With the house empty of 27 extra people, what does one take themselves to do? Seems like the most effective use of my time could be used to confront the endless streams of thoughts that have been passing through my head over the past few weeks.
I’m Lindsey... Swahili teacher extraordinare, resident “fun” co-ordinator, evening activities guru, extra body at the work site, answerer to the strangest of questions, money exchanger, daughter and sister to a few on the trip and most recently I’ve found myself to be the person with a few big decisions to make regarding my future. I never would’ve thought that a group of high school students would be the the people who would inspire me to immerse myself within what I’m most passionate about and never look back.

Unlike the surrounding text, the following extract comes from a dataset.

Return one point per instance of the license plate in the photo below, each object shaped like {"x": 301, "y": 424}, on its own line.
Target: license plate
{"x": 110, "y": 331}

A year ago today, I was over half way through my nearly four month stay in Tanzania. I was jack of all trades at Camp Moses; volunteer co-ordinator, bread delivery person and budget creator. Most of all, however, I was somewhat of a sponge. I absorbed everything and relayed it through my blog; an attempt to convince my parents that they had made the right decision in agreeing to let their 17 year old daughter spend four months alone in Tanzania. I guess this might’ve been one of several catalysts for the trip the group is on today. How I weaseled my way into it, I have no idea.
My biggest worry in accompanying this group was how I would overcome my jealousy of them sharing in on those extremely intimate and for me, life altering, experiences I had last year. It’s one thing to share them through words and another thing completely to physically show a group of (to me) somewhat strangers, where my memories were created. In the end, turns out I had nothing to be worried about.
The passion, hutzpah, emotion and dedication that these young people bring forward would be enlightening to anyone. I realized through this that maybe what I’m most passionate about isn’t having these experiences for myself, but helping to give incredible and out of the ordinary opportunities to people like myself who just want to see the world a better place, experience its challenges first hand and try and understand why things are the way they are. Everyday I smile a little more when a different student expresses a new view of the world, however small, or even has the guts to observe out loud what is different about life here and why it is just different and not better or worse. With every bucket of sand carried, or swing-set sanded, I know these kids are all coming closer to unearthing their own unique concept of what this trip means to them.
My role here has been to act as somewhat of a liaison between VolunteerAbroad the group of students. I’ve planned most of our outings, ironed out a lot of unexpected details and learned how to bargain the price of a daladala for a group of 30! I’ve rented out movie theatres because the showing wasn’t to the groups liking and planned for a restaurant to show ‘The Lion King’ just for us. I’ve worked from breakfast to bedtime everyday since I arrived the second week of July, and not once have I wished I was doing something else.
If I could work abroad, with people like the ones in this group, for the rest of my life then I would have my dream job. For now, I will cherish every moment I have left on this trip and will continue to to give my all to them... watching, learning and becoming inspired every step of the way.